12/02 - 17:29 - Reuters
RIO DE JANEIRO - Um dos protagonistas do escândalo do mensalão, o presidente do PTB, Roberto Jefferson, confirmou nesta terça-feira à Justiça ter recebido 4 milhões de reais do PT em 2004. 'O PT assumiu compromisso de financiar a candidatura de vereadores e prefeitos do PTB no Brasil. O PT alardeava que tinha um caixa de 120 milhões de reais. Recebi do PT 4 milhões para as eleições de 2004 numa relação de confiança que foi quebrada', disse Jefferson ao juiz Marcelo Granado, da Justiça Federal do Rio de Janeiro, no processo em que é acusado de lavagem de dinheiro e corrupção ativa.
"Esperava que o dinheiro fosse legalizado. Falava para o Genoíno, vamos legalizar, pois era muito dinheiro para ficar no caixa 2", acrescentou Jefferson.
O ex-deputado afirmou que o PT repassava dinheiro mensalmente.
"A conversa no cafezinho era de quinta categoria", disse Jefferson, referindo-se ao que seriam negociatas entre os parlamentares. "Eu disse ao (Antonio) Palocci (ex-ministro da Fazenda), ao Ciro (Gomes, ex-ministro da Integração Nacional), ao Miro (Teixeira, ex-ministro das Comunicações) e ao (Luiz) Gushiken (ex-ministro da Secretaria de Comunicação da Presidência) que a coisa ia pipocar, que eles estavam fazendo algo terrível."
Jefferson disse que o acordo que fez com o PT previa o repasse de 20 milhões de reais e que cobrou os 16 milhões restantes do presidente do PT, José Genoíno, e do tesoureiro do partido, Delúbio Soares.

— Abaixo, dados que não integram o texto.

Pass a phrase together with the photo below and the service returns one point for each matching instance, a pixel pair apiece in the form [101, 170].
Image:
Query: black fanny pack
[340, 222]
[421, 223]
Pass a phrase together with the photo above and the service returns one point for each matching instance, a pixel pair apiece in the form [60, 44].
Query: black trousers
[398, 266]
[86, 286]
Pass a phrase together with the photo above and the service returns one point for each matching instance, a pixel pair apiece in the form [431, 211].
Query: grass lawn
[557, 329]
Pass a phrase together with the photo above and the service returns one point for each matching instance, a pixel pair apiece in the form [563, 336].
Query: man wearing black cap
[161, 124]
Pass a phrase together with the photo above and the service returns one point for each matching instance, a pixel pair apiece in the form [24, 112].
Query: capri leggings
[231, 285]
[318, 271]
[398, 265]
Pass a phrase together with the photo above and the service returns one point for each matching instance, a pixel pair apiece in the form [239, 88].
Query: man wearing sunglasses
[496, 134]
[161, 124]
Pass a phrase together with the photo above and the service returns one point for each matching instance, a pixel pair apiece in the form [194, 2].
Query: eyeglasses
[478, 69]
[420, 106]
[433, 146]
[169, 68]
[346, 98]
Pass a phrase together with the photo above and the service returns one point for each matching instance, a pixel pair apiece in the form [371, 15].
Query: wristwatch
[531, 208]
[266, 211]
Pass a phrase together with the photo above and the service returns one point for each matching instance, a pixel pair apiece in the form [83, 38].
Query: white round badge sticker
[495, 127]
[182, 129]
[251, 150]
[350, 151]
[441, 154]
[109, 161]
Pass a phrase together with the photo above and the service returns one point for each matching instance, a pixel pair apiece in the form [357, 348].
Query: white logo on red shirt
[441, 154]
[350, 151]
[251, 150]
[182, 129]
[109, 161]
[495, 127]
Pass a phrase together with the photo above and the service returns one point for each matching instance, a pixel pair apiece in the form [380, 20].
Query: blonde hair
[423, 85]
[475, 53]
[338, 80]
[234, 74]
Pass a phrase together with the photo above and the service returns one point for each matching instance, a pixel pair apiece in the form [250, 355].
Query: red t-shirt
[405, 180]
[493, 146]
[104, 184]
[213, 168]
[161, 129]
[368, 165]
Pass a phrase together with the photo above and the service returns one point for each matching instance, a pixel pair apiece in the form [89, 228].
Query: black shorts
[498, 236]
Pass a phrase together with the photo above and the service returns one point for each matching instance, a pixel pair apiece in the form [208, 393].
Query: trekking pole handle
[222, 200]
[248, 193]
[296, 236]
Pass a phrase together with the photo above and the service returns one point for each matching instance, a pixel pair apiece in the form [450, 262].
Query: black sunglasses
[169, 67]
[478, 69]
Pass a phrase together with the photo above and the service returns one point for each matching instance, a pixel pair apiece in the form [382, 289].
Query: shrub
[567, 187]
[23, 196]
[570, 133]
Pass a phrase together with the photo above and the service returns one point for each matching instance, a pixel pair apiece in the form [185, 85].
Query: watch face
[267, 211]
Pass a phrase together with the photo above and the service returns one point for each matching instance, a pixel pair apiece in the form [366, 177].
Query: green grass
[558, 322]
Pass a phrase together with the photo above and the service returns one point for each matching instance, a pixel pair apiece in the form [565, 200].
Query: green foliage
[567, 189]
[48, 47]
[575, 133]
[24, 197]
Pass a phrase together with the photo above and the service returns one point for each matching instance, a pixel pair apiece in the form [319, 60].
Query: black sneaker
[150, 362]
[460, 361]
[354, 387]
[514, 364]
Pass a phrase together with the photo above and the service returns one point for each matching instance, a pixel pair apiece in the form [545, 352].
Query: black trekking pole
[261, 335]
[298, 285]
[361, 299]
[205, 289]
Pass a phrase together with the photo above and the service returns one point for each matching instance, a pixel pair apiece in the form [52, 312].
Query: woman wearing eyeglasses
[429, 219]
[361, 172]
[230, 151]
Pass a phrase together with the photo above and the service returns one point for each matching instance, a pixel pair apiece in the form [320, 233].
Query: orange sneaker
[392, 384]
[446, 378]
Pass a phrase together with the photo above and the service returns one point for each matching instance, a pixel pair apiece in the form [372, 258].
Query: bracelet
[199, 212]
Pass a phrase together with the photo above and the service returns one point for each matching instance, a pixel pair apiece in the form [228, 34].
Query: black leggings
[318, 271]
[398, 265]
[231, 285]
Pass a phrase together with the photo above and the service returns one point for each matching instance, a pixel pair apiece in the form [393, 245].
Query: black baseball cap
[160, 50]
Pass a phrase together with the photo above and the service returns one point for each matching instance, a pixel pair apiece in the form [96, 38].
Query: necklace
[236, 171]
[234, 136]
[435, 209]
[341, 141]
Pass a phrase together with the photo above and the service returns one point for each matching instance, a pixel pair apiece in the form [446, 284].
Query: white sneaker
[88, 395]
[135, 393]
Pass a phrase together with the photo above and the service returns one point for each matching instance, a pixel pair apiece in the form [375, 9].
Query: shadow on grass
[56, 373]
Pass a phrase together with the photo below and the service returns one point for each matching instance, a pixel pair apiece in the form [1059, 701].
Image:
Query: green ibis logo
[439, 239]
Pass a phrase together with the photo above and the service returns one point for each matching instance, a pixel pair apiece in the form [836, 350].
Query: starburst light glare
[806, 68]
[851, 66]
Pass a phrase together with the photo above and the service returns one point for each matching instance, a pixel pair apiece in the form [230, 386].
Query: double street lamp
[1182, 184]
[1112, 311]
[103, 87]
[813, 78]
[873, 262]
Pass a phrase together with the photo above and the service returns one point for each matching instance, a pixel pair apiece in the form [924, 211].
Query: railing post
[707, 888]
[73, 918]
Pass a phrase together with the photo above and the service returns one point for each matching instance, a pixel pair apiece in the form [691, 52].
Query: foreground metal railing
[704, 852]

O presidente do PTB reiterou ter contado ao presidente Luiz Inácio Lula da Silva a existência do esquema, em janeiro e março de 2005, e que ele ficou estarrecido e com lágrimas nos olhos.
"O presidente Lula foi apanhado de surpresa mas seus ministros já sabiam. A fonte do mensalão secou mais tarde e abriu uma crise por ação do presidente Lula", disse Jefferson.
"Até Botox vai aparecer"
Em entrevista aos jornalistas, Jefferson afirmou que o mensalão "é fichinha" perto das denúncias sobre o mau uso do cartão corporativo por integrantes do governo.
Segundo ele, integrantes do governo usaram o cartão corporativo até para colocar botox.
"Se não houver um acordão, até botox vai aparecer no cartão", disse ele antes do depoimento na Justiça Federal .
Ao ser questionado de como saberia dessa informação, Jefferson se esquivou e disse que é um rumor forte e que não queria entrar em detalhes.
"Há botox de homens e mulheres", acrescentou. "É gente importante do governo."